Senate debates

Thursday, 1 March 2007

Questions without Notice

Transport: Infrastructure

2:21 pm

Photo of Marise PayneMarise Payne (NSW, Liberal Party) Share this | | Hansard source

My question is to Senator Ian Campbell, the Minister representing the Minister for Transport and Regional Services. Will the minister please advise the Senate of how Australia’s strong economy is allowing the coalition government to build transport infrastructure throughout the nation and particularly in New South Wales? Further, will he also advise whether other levels of government are fulfilling their responsibilities?

Photo of Ian CampbellIan Campbell (WA, Liberal Party, Minister for Human Services) Share this | | Hansard source

The question from Senator Payne, a Liberal senator from New South Wales, is an incredibly important one, not only for the people of New South Wales but indeed for people right across Australia. Not only does the road and rail network transport goods and services around this country; it is also the place where families—around the week but certainly on weekends—get into their cars and move around the coast, go to their holiday destinations or go and visit family. It is incredibly important that we have reliable, modern, high-quality roads linking our capital cities and—Mr President, as you would know better than most—also that we fund local roads through the Roads to Recovery program, a program that was described by the Labor Party as a rort and a boondoggle, I think it was, and a program that would be under threat from the election of a Labor government.

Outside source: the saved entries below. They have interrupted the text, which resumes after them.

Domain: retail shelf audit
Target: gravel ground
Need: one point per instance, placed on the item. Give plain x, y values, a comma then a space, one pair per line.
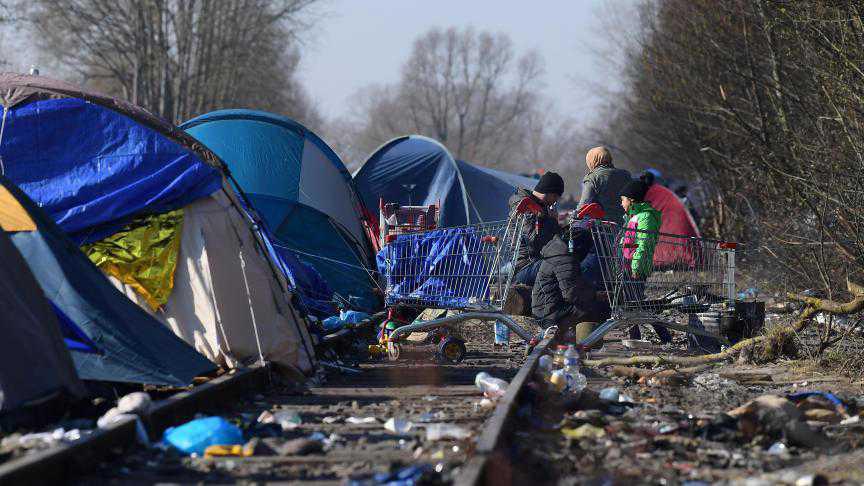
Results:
415, 388
663, 439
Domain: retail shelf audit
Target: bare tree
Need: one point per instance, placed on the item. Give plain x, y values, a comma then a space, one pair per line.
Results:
470, 91
179, 58
758, 102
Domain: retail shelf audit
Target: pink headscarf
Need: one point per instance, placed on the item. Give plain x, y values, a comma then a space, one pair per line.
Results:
598, 156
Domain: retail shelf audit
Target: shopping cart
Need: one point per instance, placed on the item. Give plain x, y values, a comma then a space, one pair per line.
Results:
396, 220
691, 280
467, 269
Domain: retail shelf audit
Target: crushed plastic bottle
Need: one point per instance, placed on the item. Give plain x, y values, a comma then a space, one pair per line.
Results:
610, 394
398, 425
445, 431
576, 381
490, 386
558, 380
195, 436
778, 449
558, 356
287, 419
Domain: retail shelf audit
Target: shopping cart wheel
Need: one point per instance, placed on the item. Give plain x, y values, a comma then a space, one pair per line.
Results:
393, 350
451, 350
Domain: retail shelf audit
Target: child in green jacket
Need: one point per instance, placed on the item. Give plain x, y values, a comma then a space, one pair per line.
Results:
641, 234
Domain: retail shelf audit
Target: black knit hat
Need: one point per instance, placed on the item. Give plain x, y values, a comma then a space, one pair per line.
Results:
550, 183
635, 190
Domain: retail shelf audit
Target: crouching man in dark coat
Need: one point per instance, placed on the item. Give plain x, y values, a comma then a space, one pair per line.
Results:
561, 296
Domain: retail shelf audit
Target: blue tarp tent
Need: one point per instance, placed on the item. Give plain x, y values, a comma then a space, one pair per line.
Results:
36, 371
418, 170
108, 336
303, 192
99, 166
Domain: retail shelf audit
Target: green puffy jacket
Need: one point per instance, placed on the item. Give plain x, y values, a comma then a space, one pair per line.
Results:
638, 246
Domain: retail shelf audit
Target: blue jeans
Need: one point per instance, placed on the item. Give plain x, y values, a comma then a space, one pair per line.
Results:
526, 276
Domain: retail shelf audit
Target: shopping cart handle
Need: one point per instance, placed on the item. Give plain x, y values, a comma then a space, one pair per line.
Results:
529, 205
593, 211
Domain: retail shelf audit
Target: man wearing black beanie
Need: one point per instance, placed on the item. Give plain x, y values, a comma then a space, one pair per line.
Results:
538, 229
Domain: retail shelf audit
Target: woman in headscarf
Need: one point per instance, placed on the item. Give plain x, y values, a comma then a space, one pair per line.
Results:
603, 183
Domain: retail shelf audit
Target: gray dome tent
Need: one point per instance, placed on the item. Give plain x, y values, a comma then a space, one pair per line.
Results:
35, 367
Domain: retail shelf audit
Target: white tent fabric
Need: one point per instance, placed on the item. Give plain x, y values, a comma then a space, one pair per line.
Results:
226, 300
34, 363
323, 187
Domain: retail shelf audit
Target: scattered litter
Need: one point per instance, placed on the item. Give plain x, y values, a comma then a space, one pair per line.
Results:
287, 419
195, 436
228, 451
775, 416
301, 447
637, 344
490, 386
427, 417
585, 431
446, 431
138, 403
484, 404
851, 420
59, 435
609, 394
778, 449
422, 474
361, 420
398, 425
712, 381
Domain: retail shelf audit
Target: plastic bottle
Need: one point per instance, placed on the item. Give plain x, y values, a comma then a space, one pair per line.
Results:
558, 356
572, 355
610, 394
195, 436
576, 381
558, 380
490, 386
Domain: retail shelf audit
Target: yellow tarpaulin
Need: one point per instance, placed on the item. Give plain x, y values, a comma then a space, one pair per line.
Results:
143, 255
13, 216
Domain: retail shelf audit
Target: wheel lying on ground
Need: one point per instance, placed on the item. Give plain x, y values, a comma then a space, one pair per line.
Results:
451, 350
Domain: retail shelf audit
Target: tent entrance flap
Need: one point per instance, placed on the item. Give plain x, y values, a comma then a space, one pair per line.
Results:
143, 255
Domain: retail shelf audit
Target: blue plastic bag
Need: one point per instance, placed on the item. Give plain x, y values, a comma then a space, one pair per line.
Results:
195, 436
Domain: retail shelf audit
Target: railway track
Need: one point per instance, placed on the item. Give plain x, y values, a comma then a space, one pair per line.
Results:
339, 414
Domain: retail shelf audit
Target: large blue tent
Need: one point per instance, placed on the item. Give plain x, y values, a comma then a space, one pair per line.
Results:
303, 192
109, 337
420, 171
157, 214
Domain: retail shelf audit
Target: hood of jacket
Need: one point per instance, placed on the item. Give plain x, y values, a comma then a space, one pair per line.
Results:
641, 207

In New South Wales in particular, as a very important part of Australia with a very large road network, there has been a massive increase in spending. Across Australia we are investing a further $15 billion under the current five-year AusLink program. Five billion dollars of it will be spent in New South Wales. There has been an expansion of the size of the national network. We are putting substantially more money into the Pacific Highway and substantially more money into the main link between Sydney and Melbourne, the Hume Highway—a massive increase and an increase of $3 billion on the national network alone, which is a 171 per cent increase in this five-year period over the last five-year period. That it is a phenomenal investment in road infrastructure. And there are investments in the rail infrastructure to try to get more transport off the roads and onto rail. As anyone who has driven up the Pacific Highway knows, there is an enormous load of heavy truck transport going up the Pacific Highway and the New England Highway, and we really desperately want to see some of that load taken by rail.

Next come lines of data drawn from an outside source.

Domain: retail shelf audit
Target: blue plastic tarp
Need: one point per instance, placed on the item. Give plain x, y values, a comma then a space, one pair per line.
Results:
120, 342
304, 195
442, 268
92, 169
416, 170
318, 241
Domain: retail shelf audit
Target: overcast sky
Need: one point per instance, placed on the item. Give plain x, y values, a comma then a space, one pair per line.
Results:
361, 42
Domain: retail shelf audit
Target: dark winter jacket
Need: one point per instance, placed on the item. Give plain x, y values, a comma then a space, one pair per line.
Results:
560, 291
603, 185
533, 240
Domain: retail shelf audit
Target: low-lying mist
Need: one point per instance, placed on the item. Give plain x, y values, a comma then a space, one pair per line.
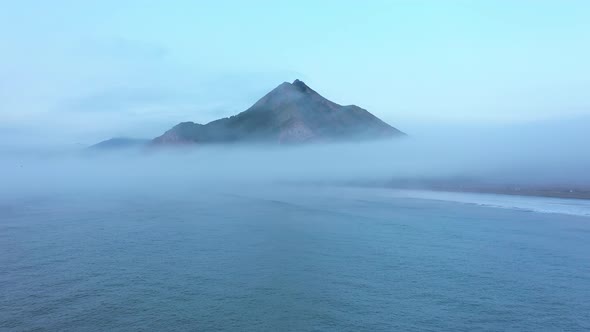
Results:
531, 158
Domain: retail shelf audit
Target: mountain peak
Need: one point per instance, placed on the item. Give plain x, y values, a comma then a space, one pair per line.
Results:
290, 113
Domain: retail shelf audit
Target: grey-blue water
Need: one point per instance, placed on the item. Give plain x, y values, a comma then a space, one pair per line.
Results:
300, 259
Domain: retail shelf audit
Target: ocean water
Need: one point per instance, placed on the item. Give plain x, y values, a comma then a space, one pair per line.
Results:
290, 259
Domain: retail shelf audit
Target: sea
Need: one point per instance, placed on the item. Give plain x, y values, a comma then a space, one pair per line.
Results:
293, 258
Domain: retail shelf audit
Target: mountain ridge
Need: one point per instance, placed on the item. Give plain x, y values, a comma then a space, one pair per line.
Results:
290, 113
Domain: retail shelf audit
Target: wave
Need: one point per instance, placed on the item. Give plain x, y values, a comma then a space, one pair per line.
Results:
576, 207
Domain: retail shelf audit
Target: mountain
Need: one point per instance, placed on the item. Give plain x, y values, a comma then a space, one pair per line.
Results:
291, 113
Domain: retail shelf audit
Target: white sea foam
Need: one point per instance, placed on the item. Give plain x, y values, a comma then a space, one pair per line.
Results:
577, 207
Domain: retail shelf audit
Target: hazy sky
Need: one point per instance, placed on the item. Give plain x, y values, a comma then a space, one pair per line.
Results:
81, 71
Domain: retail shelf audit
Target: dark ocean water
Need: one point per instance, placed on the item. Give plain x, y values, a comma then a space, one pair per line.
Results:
303, 259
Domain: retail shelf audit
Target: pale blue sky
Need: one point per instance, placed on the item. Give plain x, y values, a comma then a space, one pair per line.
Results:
82, 71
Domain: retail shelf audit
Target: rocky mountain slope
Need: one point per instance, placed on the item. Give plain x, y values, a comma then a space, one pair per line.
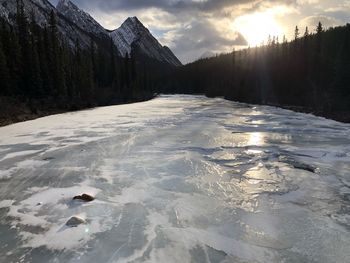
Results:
133, 34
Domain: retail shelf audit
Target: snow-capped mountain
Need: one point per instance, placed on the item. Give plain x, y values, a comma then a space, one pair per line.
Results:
75, 24
80, 18
133, 34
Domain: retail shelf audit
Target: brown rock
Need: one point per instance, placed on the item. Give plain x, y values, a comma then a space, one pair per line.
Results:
75, 221
84, 197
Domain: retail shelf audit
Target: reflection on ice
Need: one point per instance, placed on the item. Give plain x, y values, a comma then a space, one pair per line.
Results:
255, 139
176, 179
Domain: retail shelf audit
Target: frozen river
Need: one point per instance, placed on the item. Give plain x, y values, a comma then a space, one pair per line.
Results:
176, 179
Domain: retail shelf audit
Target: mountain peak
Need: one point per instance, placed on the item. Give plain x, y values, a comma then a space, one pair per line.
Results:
132, 33
66, 3
79, 17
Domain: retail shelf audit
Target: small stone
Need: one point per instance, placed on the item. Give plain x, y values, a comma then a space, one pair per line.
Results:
75, 221
84, 197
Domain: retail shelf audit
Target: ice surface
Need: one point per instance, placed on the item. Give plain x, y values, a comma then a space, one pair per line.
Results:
176, 179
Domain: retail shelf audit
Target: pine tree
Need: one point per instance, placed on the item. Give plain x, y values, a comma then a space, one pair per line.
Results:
4, 73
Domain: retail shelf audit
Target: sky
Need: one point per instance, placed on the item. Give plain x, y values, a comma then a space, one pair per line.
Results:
192, 28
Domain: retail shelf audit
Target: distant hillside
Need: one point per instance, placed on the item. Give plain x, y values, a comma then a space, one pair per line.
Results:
310, 74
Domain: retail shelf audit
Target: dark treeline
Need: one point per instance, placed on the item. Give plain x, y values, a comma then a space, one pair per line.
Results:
312, 73
38, 68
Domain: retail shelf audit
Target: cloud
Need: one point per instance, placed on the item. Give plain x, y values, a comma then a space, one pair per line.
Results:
193, 27
312, 21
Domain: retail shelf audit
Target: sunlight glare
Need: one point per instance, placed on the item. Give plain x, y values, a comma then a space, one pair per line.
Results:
257, 27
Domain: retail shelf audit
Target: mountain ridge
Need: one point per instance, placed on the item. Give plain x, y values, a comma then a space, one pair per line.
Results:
131, 34
75, 24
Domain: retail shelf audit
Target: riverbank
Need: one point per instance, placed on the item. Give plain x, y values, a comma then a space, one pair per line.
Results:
13, 110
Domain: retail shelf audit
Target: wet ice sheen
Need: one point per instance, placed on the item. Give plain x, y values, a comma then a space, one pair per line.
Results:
176, 179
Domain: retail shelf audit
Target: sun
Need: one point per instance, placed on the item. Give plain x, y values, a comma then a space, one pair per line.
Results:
257, 27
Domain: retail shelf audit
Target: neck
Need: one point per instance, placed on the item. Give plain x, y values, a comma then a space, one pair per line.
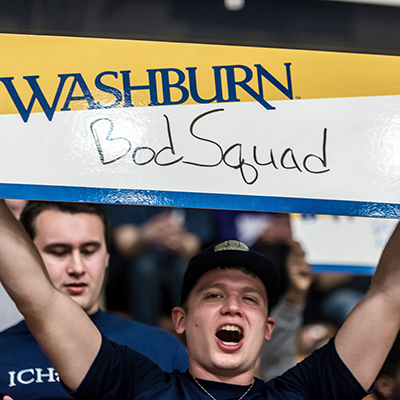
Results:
226, 376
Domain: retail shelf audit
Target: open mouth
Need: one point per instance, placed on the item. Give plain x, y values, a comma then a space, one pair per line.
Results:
229, 334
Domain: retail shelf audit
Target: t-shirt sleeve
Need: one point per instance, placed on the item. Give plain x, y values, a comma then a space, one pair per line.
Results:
322, 376
118, 372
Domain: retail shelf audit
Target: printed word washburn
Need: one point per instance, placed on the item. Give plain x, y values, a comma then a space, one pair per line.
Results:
182, 83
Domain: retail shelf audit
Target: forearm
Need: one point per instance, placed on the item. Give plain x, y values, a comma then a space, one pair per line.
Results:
279, 354
60, 326
21, 269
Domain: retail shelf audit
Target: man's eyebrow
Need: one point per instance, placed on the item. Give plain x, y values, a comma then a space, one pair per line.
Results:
54, 245
249, 289
211, 286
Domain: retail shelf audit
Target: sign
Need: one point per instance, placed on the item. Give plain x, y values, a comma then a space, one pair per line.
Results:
342, 244
196, 125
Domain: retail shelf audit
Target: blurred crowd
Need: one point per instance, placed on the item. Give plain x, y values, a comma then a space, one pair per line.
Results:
150, 248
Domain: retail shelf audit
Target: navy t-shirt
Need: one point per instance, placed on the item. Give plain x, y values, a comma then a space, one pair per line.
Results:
121, 373
26, 372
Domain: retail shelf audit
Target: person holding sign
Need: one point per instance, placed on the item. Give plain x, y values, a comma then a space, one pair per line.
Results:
227, 294
72, 241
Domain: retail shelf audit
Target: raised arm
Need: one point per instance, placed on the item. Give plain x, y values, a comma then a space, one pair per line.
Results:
367, 335
61, 327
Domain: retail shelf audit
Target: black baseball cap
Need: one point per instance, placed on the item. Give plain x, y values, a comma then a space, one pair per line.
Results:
232, 253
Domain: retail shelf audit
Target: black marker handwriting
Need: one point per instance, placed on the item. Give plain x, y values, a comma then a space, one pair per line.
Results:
112, 149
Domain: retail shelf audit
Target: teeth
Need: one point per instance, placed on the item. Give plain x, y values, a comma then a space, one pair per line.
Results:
230, 328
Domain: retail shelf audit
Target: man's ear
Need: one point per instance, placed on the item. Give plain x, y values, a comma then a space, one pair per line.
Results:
384, 386
269, 328
178, 317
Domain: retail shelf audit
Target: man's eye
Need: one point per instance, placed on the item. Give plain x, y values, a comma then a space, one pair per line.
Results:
88, 252
59, 253
251, 299
214, 295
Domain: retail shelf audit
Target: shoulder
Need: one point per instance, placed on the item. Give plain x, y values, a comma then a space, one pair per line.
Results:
18, 329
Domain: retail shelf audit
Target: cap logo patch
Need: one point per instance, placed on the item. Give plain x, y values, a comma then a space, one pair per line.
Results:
231, 245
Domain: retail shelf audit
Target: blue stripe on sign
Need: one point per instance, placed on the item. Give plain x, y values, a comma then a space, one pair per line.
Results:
344, 269
200, 200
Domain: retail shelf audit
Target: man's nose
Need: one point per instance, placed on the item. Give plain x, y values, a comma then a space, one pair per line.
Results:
76, 264
232, 306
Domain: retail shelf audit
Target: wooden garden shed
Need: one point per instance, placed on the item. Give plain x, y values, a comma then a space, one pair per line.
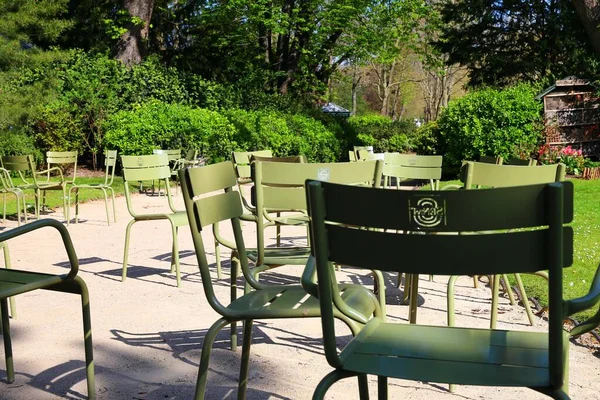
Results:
572, 115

There was, as Senator Payne probably knows, a call yesterday by the NRMA for the Australian government to add the Princes Highway to the national network. The Princes Highway is a state road. It is the responsibility of the Iemma government. It is the responsibility of the New South Wales state Labor government. It is a road that they have ignored for years and years. It is a road that needs investment. Thanks to the hard work of local members along there, the federal government has invested money—and it has had to due to the total neglect of the New South Wales Labor government—into the Pambula Bridge, which Senator Payne would know of; into some black spots between Nowra and Jervis Bay, where we have spent about $15 million; into the Conjola deviation, with $10 million; and into the North Kiama bypass, a road that I visited when I was the Minister for Local Government, Territories and Roads, with $34 million.

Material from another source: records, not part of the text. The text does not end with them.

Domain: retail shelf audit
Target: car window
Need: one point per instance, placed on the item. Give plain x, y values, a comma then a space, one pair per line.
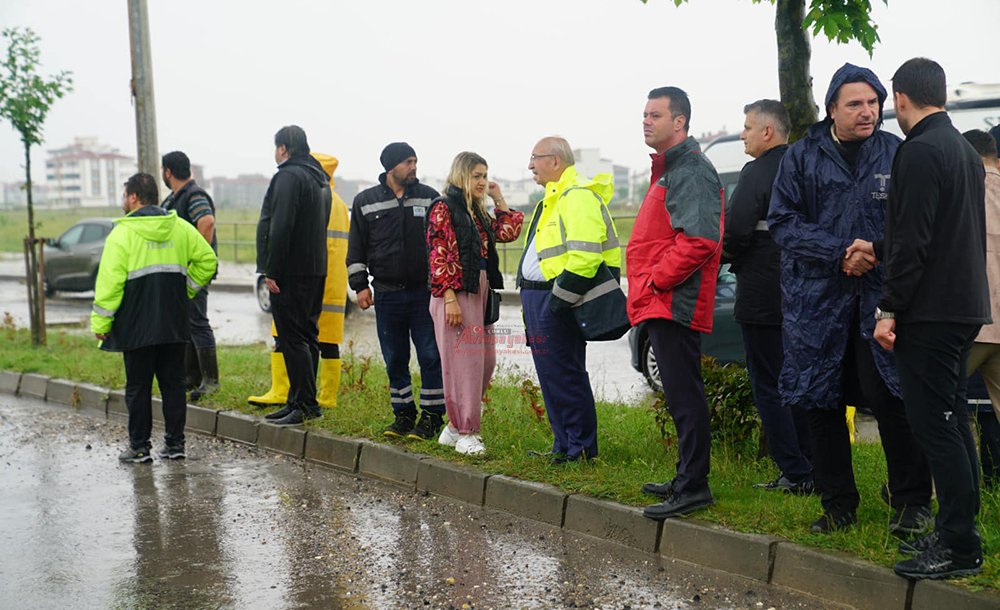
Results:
92, 233
72, 236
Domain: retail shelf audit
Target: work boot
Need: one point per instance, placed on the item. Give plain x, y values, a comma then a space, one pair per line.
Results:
403, 424
329, 382
427, 428
679, 503
278, 394
209, 364
192, 372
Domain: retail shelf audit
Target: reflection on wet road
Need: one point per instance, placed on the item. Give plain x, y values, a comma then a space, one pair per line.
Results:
233, 527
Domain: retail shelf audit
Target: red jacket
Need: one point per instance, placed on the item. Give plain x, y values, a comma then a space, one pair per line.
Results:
672, 259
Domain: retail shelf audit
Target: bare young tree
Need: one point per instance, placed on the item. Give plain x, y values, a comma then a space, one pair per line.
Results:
25, 99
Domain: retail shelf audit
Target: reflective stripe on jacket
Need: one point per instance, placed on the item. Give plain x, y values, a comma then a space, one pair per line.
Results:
574, 234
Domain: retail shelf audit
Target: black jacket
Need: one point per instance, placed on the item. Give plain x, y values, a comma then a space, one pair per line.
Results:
388, 238
291, 232
935, 235
748, 246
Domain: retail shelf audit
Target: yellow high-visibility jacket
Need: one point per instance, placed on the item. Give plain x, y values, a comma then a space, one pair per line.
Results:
574, 233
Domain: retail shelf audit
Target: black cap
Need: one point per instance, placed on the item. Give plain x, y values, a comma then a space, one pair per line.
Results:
395, 153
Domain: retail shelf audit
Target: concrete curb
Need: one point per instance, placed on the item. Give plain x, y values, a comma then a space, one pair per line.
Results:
9, 382
287, 441
443, 478
201, 420
337, 452
715, 547
833, 577
528, 499
237, 427
838, 578
33, 385
389, 464
61, 391
612, 521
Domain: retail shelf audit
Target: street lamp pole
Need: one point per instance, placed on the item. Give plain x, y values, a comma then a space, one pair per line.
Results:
142, 87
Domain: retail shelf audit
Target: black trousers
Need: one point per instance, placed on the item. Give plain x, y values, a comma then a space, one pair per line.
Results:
909, 476
201, 330
786, 429
296, 312
932, 370
166, 362
678, 355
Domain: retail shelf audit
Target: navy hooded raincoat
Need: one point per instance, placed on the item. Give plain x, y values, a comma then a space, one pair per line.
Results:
819, 206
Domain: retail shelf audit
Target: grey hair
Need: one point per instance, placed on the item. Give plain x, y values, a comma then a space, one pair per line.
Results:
773, 110
559, 147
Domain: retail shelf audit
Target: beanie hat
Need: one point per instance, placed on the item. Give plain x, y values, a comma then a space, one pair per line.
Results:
396, 153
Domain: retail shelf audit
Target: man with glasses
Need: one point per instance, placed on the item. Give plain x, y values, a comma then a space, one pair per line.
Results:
571, 235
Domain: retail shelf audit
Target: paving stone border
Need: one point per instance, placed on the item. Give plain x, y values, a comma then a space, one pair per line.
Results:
834, 577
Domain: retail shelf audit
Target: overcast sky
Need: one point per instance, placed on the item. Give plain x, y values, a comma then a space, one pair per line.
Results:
444, 75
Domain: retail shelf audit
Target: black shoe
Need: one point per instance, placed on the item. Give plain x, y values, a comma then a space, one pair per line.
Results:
782, 483
280, 413
833, 521
938, 562
679, 503
427, 428
911, 521
561, 458
660, 490
175, 452
402, 425
135, 456
919, 545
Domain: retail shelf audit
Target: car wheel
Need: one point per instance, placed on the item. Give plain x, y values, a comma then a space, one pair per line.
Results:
650, 370
263, 295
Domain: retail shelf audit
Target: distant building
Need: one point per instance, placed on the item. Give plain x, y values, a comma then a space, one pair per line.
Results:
86, 174
589, 163
15, 196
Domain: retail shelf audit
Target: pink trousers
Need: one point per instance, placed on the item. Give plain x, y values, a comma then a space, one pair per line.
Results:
468, 357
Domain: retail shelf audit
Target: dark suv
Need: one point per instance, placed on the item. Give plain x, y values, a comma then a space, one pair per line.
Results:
72, 259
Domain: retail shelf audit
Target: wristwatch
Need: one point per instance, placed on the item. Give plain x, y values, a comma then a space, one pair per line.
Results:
884, 315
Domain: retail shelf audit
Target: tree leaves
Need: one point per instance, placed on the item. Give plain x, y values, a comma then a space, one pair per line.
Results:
26, 96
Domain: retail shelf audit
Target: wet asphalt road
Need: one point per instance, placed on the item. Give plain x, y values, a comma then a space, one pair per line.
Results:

If we want to see the Princes Highway made safe, the best thing the NRMA can do is say to the state government: ‘The federal government have increased your funding by 171 per cent. The state government have got to be responsible for something in roads.’ We have expanded the network federally; the state government have got to be held to account and held responsible. I call on the state government of New South Wales, with the support of the NRMA, to increase their road funding to make the roads safer for New South Welshmen and to make the transport network around the great state of New South Wales safer and more secure.